Power to Gas eröffnet im Verkehrssektor neue Chancen, die klimaschädlichen CO2-Emissionen und andere Schadstoffe (beispielsweise Feinstaub oder Schwefeldioxid) zu reduzieren. Durch die Bereitstellung von Wasserstoff oder synthetischem Erdgas als Kraftstoff ermöglicht Power to Gas beispielsweise eine nachhaltige und wirtschaftliche Kurz- und Langstreckenmobilität, wobei der erneuerbar erzeugte Kraftstoff den fossilen ersetzt. Dabei spielen insbesondere moderne, nicht-biogene Kraftstoffe eine entscheidende Rolle. In den für die Mobilität benötigten Größenordnungen können diese gegenwärtig nur durch Wasserstoff oder Methan bereitgestellt werden. Ein weiterer Vorteil von Power to Gas ist, dass die strombasierten Kraftstoffe gegenüber denen aus Pflanzen nur eine sehr geringe Landnutzungsänderung verursachen. 

Zudem ist die Erzeugung von Wasserstoff und Methan aus volatilen erneuerbaren Energien im Vergleich zur Erzeugung flüssiger erneuerbarer Kraftstoffe technologisch einfacher umzusetzen.

Power to Gas in der industriellen Nutzung

Erneuerbar produzierter Wasserstoff ermöglicht die Substitution von Wasserstoff aus fossilen Einsatzstoffen und kann z. B. in Kraftstoffraffinerien, in der chemischen Industrie, aber auch in Stahlwerken (zur Direktreduktion) eingesetzt werden. Ebenso kann erneuerbar erzeugtes SNG fossiles Erdgas in der Industrie ersetzen.
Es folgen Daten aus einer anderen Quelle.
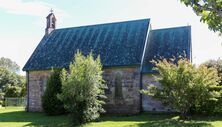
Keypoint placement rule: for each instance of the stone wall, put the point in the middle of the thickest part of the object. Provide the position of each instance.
(123, 90)
(123, 95)
(149, 103)
(36, 85)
Power to Gas liefert Brennstoff für die Wärmeversorgung

Das erneuerbare Gas aus dem Power-to-Gas-Verfahren gelangt über die Erdgasinfrastruktur zu Wärmeversorgungsanlagen von privaten und gewerblichen Nutzern und kann hier fossiles Erdgas substituieren. Eine besonders effiziente Energienutzung ist in diesem Zusammenhang der Einsatz in Kraft-Wärme-Kopplungsanlagen.

Power to Gas als Langzeitspeicher im Stromsektor

Aufgrund der großen Speicherkapazität des Erdgasnetzes und der daran angeschlossenen Erdgasspeicher bietet Power to Gas ein hohes Potenzial für die Speicherung großer Energiemengen. Bei Bedarf kann das mithilfe des Power-to-Gas-Verfahrens produzierte erneuerbare Gas z.B. in Blockheiz-Kraftwerken wieder verstromt werden.